The Brighton Flint Grotto is a sculpture garden, created on Brighton Beach in Brighton, England, between 2013 and 2020 by Rory McCormack, a local fisherman. McCormack is a self-taught artist, though he has trained and worked as a dry-stone waller.[1]
The sculpture garden, which McCormack created quietly and without council permission, was first documented in 2015, in Hank Van Es' Outsider Environments Europe blog.[2] It was first named The Flint Grotto in David Bramwell[3] and Tim Bick's Cheeky Guide to Brighton in 2016.[4]
McCormack built the grotto on one of the small plots of land on the beach, allocated by Brighton Council for fishermen to keep their boats, nets and equipment.[5] Over time, most plots were abandoned, until McCormack was the last fisherman in Brighton to keep his boat on the beach. To protect his equipment from vandals, he surrounded the plot with a seven foot high fence. Hank Van Es suggests that "It is not difficult to understand that McCormack gradually came to regard this secluded part of the public beach as his own little world".
McCormack began by creating a garden on his plot. His first structure was a workbench to chop his catches on, made from beach flints and decorated with shells. He followed this with a decorated arch and a series of statues, outsized blow-ups of existing small ancient figurines. These include the Paleolithic Venus of Willendorf, the Neolithic 'Thinker' of Cernavodă in Romania, the bronze Dancing Girl from Mohenjo Daro, four marble Cycladic figurines, including a harp player and an aulos player, a Syro-Hittite mother and child, and a bronze statuette of a Spartan commander from the Wadsworth Atheneum museum. McCormack also created a Bell Beaker culture burial, with a skeleton made of shells and grey flint, half buried in black flint.[6]
In 2015, there were reports in the local news that Brighton Council wanted the statues demolished for health and safety reasons. A spokesman said, "We have real concerns over these structures because some are more than six foot high and have been built on council land without consent so we have to take action before somebody is seriously injured."[7]
Asked about his relationship with the council, McCormack said, "There was one occasion where one of the beach inspectors ...said, "I’m sorry, this has all got to come down", but that was two years after I started and by that time I'd spent two years in the middle of the beach on top of a ladder...sometimes 12, 15 foot off the ground, with the beach inspectors and whatever coming past me with no-one saying a dicky-bird. Then when I finished all the larger figures then they come along and say, "Ah, you shouldn’t have done that". So then I dug my heels in and carried on. That was more than three years ago and I haven't heard anything since."
In 2020, McCormack told David Clegg that the Flint Grotto was finished: "I ran out of space and I was still on a roll...and to my mind I finished it by putting these tiny figures more mischievous and random...sort of frolicking over the tops of the other ones"

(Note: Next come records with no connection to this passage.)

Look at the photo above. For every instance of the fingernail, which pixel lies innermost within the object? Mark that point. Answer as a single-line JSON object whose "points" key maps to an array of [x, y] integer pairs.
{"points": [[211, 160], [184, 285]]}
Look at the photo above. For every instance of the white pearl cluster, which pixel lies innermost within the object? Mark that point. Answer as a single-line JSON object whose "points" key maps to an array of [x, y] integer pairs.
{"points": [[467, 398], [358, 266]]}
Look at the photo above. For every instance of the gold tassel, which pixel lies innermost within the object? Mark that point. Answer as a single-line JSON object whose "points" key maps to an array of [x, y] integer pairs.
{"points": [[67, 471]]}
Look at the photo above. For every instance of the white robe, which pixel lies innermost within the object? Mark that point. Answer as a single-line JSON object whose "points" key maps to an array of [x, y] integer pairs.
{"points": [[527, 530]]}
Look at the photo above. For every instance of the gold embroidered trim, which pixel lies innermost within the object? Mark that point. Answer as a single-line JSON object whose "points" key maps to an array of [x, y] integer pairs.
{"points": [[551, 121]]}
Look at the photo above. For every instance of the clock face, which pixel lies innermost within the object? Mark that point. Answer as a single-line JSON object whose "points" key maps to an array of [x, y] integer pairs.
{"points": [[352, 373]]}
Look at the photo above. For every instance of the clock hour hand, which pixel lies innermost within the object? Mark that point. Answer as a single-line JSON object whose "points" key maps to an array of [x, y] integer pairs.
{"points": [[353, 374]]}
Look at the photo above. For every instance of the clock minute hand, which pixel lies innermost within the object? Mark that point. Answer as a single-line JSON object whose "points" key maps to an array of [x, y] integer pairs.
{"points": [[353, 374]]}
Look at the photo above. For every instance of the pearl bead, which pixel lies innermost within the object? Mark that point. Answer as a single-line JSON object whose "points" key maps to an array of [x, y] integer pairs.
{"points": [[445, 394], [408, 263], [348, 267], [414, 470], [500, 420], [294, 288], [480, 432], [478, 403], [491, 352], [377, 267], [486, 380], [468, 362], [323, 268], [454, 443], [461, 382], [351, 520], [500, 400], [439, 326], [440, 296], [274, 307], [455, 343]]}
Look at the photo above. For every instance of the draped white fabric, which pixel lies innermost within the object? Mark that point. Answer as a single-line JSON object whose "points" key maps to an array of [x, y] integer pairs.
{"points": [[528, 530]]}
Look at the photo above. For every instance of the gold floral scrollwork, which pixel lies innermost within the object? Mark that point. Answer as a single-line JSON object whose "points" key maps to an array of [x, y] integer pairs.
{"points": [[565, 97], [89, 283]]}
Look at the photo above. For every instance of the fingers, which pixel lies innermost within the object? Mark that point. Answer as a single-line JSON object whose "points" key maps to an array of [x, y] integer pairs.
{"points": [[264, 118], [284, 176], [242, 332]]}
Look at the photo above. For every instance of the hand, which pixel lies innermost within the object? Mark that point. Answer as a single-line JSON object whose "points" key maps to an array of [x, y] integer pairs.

Since 2020, McCormack has continued making statues on his allotment by the race hill, documented by David Clegg in the Keeper's Project[8] and in the summer 2023 edition of Raw Vision magazine.[9] His allotment statues are of Taweret, the Egyptian hippopotamus goddess, Bes, Egyptian protector of households, with a vulture on his head, a seated Mexican god with a brazier on his head (used as a bird table), Priapus, the Greek and Roman guardian of orchards and gardens, and a minotaur.
The Flint Grotto is usually described as "outsider art",[10] and it was featured in the Spring 2017 edition of Raw Vision, the British journal dedicated to the form.[11] The art historian Alexandra Loske describes the statues as "sturdy figures rightly likened to outsider art or Arte Povera. They are raw, unconventional and strangely moving, standing silently battered by wind, sun and water...". In an interview for The Keeper's Project, McCormack told the artist David Clegg, "Outsider artist isn’t a bad term, it’s just not the best one. There should be something that fits the bill a bit better - a restless person, with itchy fingers who couldn’t help but keep going".
Recreating the ancient figurines in various materials allowed McCormack to add colour, missing in the originals. He used red brick to create the Spartan's scarlet cloak and helmet crest, the Venus of Willendorf's hair and the Dancing Girl's hair and arm bangles. White stones and shell were used for eyes. He gave a spear and shield to the Spartan.
McCormack also made statues of animals and birds, including a gorilla, an orangutan, and a herring gull wearing a pschent, the double crown of Ancient Egypt (based on statuettes of Horus the sky god as a hawk wearing the crown).
McCormack's fishing boat, which can be seen on the eastern edge of the grotto, is also a work of art, decorated with paintings copied from Greek vases. These include Medusa, sirens, Geometric chariots and the sacrifice of the Trojan priestess Polyxena by Diomedes.